Avert your eyes, if you can, from the ploughing and consider Hillary Clinton’s plan to cut drug costs in the United States.
The Democratic presidential candidate rocked shares in some pharma groups this week when she signalled a drive to confront drug “price gouging”. The catalyst was the decision of a start-up biotech outfit, Turing Pharmaceutical, to charge $750 per tablet for a newly acquired – but 62-year-old – drug to treat a dangerous parasitic infection. Previously, the tablets cost $13.50. This brazen act, decried by the wider drug industry, presented a political open goal to Clinton. It’s hardly a coincidence, however, that her Democratic rival Bernie Sanders has also been agitating to reduce drug costs.
The American debate has no little resonance in Ireland, where annual public expenditure on drugs is in the region of €2 billion. There is no doubt that the health budget will be constrained for years to come. Ahead of another round of talks with the pharma industry on supply terms, the Government is under pressure to achieve further savings on the drugs Bill and get more from the considerable sums it already spends. Note also the high price of new drugs, which open the prospect of hope for people suffering from serious conditions.
This is a familiar story. In 2009, even as Ireland endured the full force of crisis, per- capita expenditure on pharmaceuticals ranked among the very highest in the OECD. Only in the US, Canada and Greece was spending higher.
The crash left the State with no choice but to curtail drug spending. Recent research by the Irish Fiscal Advisory Council (IFAC) cites annual drug savings of around €400 million when new drugs are excluded. Yet the same paper notes higher than expected average drugs costs, mainly relating to new drugs. It went on to say that targeted net savings in relation to drugs costs might not have fully materialised.
IFAC is not alone. High drug costs were a constant source of complaint within the troika during the EU-IMF bailout and such concerns persist. In February the European Commission found Irish public spending on pharmaceuticals remained well above the EU average, an assessment which angered the drug industry because it called for lower spending on patented medicines.
Budgeted savings
“The commission has, to our knowledge, offered no basis for singling out expenditure on patented medicines in Ireland and has not stated what it believes is the actual level of this expenditure,” the Irish Pharmaceutical Healthcare Association, (IPHA) the drug industry body, responded.
A further commission study in July noted that €40 million budgeted savings on patented medicines will not materialise this year, no small sum.
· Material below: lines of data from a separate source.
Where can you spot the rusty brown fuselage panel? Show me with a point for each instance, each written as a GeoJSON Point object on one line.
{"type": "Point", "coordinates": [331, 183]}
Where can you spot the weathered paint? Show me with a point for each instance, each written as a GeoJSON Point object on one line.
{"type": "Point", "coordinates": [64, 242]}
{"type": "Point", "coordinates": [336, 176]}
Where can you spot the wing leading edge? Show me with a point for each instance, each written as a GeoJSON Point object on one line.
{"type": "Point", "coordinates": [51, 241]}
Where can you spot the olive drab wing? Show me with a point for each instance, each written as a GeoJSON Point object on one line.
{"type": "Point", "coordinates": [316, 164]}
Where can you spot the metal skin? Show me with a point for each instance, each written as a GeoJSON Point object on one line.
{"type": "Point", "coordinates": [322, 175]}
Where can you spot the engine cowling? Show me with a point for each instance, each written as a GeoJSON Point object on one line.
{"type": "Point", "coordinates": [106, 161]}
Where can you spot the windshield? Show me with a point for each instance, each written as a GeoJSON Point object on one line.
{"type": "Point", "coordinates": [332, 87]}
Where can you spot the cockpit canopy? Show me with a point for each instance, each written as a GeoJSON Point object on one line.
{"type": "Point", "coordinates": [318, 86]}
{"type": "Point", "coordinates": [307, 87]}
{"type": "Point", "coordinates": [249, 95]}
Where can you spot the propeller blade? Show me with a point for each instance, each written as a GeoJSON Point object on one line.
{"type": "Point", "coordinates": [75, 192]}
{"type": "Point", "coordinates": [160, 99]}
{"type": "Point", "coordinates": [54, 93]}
This was attributed to deadlock in a mi-term review of the State’s deal with the IPHA, which set supply terms for patented medicines between 2012 and October 2015. This agreement falls to be renewed imminently.
“Achieving price reductions in the on-patent group is key to generate overall savings, as on-patent medicines represent around 76 per cent of the total in price terms, though only 46 per cent in volume terms,” the July paper said.
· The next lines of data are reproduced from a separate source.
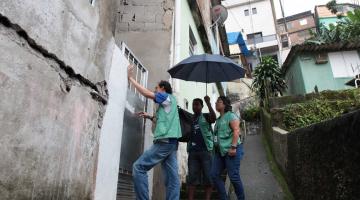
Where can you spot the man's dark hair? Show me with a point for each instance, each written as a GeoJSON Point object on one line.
{"type": "Point", "coordinates": [166, 85]}
{"type": "Point", "coordinates": [200, 101]}
{"type": "Point", "coordinates": [226, 102]}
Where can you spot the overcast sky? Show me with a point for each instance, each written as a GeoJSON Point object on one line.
{"type": "Point", "coordinates": [292, 7]}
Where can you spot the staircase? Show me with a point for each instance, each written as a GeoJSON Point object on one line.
{"type": "Point", "coordinates": [200, 191]}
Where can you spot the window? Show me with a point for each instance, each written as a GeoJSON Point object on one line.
{"type": "Point", "coordinates": [254, 11]}
{"type": "Point", "coordinates": [302, 34]}
{"type": "Point", "coordinates": [303, 22]}
{"type": "Point", "coordinates": [192, 43]}
{"type": "Point", "coordinates": [284, 41]}
{"type": "Point", "coordinates": [254, 38]}
{"type": "Point", "coordinates": [186, 104]}
{"type": "Point", "coordinates": [246, 12]}
{"type": "Point", "coordinates": [289, 25]}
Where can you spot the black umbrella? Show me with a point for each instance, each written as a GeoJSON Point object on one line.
{"type": "Point", "coordinates": [207, 68]}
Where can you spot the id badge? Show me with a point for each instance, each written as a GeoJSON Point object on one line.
{"type": "Point", "coordinates": [216, 140]}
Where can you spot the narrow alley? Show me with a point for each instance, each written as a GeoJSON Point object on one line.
{"type": "Point", "coordinates": [258, 179]}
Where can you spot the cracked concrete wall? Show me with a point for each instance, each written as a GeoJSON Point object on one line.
{"type": "Point", "coordinates": [55, 57]}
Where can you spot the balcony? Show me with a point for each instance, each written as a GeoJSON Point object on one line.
{"type": "Point", "coordinates": [261, 42]}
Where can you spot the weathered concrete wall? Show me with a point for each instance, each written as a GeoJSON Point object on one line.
{"type": "Point", "coordinates": [111, 137]}
{"type": "Point", "coordinates": [52, 57]}
{"type": "Point", "coordinates": [74, 31]}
The very next line of this paper appeared to reveal the State’s negotiating strategy in the looming talks: “The Government is seeking to review the basket of countries used for reference prices, use minimum prices instead of average prices, have more frequent price realignments, gain additional rebates and review the quality-of-life ratios.”
In the backdrop is the enactment of a long-awaited 2013 law which was cast to boost the substitution of cheaper generics for branded off-patent drugs. Although commission inspectors cited “good progress” under this legislation, IFAC’s research saw scope to further reduce costs through changed prescription practices.
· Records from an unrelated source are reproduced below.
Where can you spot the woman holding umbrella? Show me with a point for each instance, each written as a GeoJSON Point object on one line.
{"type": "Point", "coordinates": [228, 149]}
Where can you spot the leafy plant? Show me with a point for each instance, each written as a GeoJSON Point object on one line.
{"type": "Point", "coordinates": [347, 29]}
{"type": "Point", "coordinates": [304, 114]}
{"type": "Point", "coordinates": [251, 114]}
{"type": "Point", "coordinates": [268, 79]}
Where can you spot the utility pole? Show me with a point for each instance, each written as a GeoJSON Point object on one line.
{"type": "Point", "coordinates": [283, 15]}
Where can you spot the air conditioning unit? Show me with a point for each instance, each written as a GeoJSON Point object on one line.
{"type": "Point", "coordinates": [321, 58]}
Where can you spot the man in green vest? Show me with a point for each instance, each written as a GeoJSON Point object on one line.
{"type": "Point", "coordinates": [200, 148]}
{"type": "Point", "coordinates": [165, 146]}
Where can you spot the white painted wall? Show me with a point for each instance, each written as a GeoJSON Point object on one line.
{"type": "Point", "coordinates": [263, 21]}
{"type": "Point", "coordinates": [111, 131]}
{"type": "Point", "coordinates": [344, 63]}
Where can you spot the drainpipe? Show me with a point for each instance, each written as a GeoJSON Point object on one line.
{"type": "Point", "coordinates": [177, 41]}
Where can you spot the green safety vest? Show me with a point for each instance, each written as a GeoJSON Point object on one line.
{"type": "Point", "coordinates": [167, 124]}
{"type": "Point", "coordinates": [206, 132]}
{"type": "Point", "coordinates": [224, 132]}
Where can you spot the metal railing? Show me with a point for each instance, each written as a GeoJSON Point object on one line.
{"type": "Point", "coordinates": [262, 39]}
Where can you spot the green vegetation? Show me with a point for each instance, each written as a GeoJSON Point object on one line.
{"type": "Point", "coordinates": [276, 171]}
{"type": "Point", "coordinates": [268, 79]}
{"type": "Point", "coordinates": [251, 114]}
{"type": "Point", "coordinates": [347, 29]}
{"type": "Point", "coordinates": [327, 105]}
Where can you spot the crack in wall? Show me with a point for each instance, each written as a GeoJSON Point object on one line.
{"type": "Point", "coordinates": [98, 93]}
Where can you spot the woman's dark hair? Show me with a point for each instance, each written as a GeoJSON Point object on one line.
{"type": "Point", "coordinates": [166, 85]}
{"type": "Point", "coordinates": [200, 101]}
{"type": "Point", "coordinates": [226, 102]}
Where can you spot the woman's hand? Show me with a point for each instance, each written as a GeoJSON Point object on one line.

Into this complex milieu comes a new industry group, the Healthcare Enterprise Alliance, which is campaigning to have the law changed to facilitate interchangeability between the new wave of biological drugs and “biosimilar” products. Such products are not exactly the same as the drugs they would replace but the manufacturers argue they are cheaper and can be just as effective.
Big money is in play in all of this. So too are the sectoral interests of an industry which is prominent in the Irish economy and provides employment, investment and tax revenue for the very State with which it negotiates. However, the imperative remains to cut the cost of drugs. US politics shows this is not a uniquely Irish thing.